The counsel of the assessee has placed strong reliance on a decision of the Calcutta High Court by Deep Narayan Sinha J. in Biswa Ranjan Sarvadhikary v. Income-tax Officer. That was a case under section 9(3) of the Income-tax Act of 1922, corresponding practically to section 26 of the new Act. A person belonging to a Dayabhaga Hindu joint family died intestate in 1940 leaving his widow and only son. For several years, from 1940 to 1959, the widow and the son were separately assessed on the income from house properties. In 1959, the Income-tax Officer issued a notice to the son stating that the income from house properties should have been assessed as part of the income of the joint family. To quash that notice, the son filed a writ petition ; and in disposing of that petition Deep Narayan Sinha J. held that, since the members of a Dayabhaga Hindu joint family had definite and ascertainable shares in the joint family properties, the assessment of the income of such properties should be under section 9(3) in the hands of the several members ; and that the income should not be included in the total income of the joint family.
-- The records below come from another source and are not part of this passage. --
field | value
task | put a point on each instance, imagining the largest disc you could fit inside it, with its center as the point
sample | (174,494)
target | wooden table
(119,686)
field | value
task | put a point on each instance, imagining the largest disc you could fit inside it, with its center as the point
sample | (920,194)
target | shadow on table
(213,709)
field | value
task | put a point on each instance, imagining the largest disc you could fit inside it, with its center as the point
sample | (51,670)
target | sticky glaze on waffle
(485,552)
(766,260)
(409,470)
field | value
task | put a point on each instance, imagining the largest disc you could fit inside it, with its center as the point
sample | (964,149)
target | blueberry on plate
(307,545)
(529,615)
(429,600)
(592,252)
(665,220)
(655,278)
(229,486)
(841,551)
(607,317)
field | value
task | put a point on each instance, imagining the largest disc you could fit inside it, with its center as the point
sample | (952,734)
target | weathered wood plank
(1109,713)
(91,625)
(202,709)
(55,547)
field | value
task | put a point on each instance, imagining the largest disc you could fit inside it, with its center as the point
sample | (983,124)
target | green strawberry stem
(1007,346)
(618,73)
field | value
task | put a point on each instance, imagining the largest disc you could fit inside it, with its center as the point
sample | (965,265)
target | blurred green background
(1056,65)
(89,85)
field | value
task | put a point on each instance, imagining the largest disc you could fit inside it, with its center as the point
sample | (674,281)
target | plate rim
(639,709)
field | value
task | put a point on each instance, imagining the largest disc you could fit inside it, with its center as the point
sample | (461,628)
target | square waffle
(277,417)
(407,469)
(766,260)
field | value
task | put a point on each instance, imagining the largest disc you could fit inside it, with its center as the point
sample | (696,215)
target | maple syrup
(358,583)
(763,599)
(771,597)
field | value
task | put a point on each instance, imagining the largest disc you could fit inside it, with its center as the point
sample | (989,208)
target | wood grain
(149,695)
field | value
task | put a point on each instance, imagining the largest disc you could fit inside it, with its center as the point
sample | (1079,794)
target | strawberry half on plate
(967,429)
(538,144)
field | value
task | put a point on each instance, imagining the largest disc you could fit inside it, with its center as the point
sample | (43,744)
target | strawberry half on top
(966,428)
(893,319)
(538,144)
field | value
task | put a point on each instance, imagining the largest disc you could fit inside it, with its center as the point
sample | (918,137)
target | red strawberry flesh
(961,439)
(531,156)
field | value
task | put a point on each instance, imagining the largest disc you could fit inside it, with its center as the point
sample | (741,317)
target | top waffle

The learned judge observes that the principle contained in section 9(3) applies not only to associations of persons but to joint Hindu families as well. The counsel of the assessee argues that, if the principle applies to joint Hindu families, by parity of reasoning, it must apply to firms as well. In the view we have already expressed regarding the application of section 26 (section 9(3) being the corresponding section in the earlier Act), we feel that section 26 does not apply to cases where joint Hindu families, firms or companies are assessees : it can apply only to cases where associations of persons are assessees. In a Dayabhaga Hindu joint family, the properties are not owned by its members ; the owner is the family itself, but the members have definite and ascertainable shares therein. Therefore, we regret we cannot agree with the view of Deep Narayan Sinha J. in the decision referred to above.

In this case, the assessee is the firm ; and admittedly, the firm is the owner of the house properties as well. Therefore, section 26 cannot be invoked, nor can any claim be made under that section that the income should be assessed in the hands of the several partners of the firm. The assessment by the department under section 22 of the Act including the income of the house properties in the total income of the firm appears to be correct.
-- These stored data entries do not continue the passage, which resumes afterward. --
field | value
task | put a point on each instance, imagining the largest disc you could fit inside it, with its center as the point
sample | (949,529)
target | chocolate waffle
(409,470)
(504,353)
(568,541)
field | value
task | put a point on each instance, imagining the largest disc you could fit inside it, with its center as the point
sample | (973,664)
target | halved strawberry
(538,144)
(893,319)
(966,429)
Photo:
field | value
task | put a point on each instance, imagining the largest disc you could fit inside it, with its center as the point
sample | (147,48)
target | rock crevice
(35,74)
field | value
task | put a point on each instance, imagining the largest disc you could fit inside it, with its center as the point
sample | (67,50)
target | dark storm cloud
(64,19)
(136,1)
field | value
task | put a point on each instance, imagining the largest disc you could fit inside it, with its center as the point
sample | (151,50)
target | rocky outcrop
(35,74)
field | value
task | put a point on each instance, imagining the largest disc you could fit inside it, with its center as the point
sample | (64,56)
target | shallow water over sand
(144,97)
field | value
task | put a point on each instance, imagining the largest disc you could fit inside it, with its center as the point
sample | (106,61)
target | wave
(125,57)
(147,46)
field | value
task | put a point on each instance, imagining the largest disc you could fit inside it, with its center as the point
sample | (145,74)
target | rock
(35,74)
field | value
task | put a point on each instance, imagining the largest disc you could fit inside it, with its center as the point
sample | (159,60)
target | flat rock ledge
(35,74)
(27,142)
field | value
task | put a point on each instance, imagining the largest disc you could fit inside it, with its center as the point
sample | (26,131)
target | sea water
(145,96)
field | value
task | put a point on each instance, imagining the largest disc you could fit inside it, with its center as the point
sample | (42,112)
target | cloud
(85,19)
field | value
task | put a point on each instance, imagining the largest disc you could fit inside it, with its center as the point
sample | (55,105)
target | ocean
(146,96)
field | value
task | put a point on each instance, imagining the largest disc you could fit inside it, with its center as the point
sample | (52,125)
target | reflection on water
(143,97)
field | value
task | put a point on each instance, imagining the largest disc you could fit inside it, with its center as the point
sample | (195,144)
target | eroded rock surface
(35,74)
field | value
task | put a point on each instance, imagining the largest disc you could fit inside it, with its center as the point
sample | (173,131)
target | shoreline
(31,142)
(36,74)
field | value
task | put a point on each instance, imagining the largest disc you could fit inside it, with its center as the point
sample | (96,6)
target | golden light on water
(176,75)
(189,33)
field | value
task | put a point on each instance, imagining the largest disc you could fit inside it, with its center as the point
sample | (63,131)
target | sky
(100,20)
In the result, we answer the question, whether, on the facts and in the circumstances of the case, the Appellate Tribunal was right in law in holding that the income from the properties had been properly assessed in the hands of the firm under section 22 of the Income-tax Act of 1961, in the affirmative. We pass no order regarding costs.

A copy of this judgment will be sent to the Tribunal as required by the Act.

Question answered in the affirmative.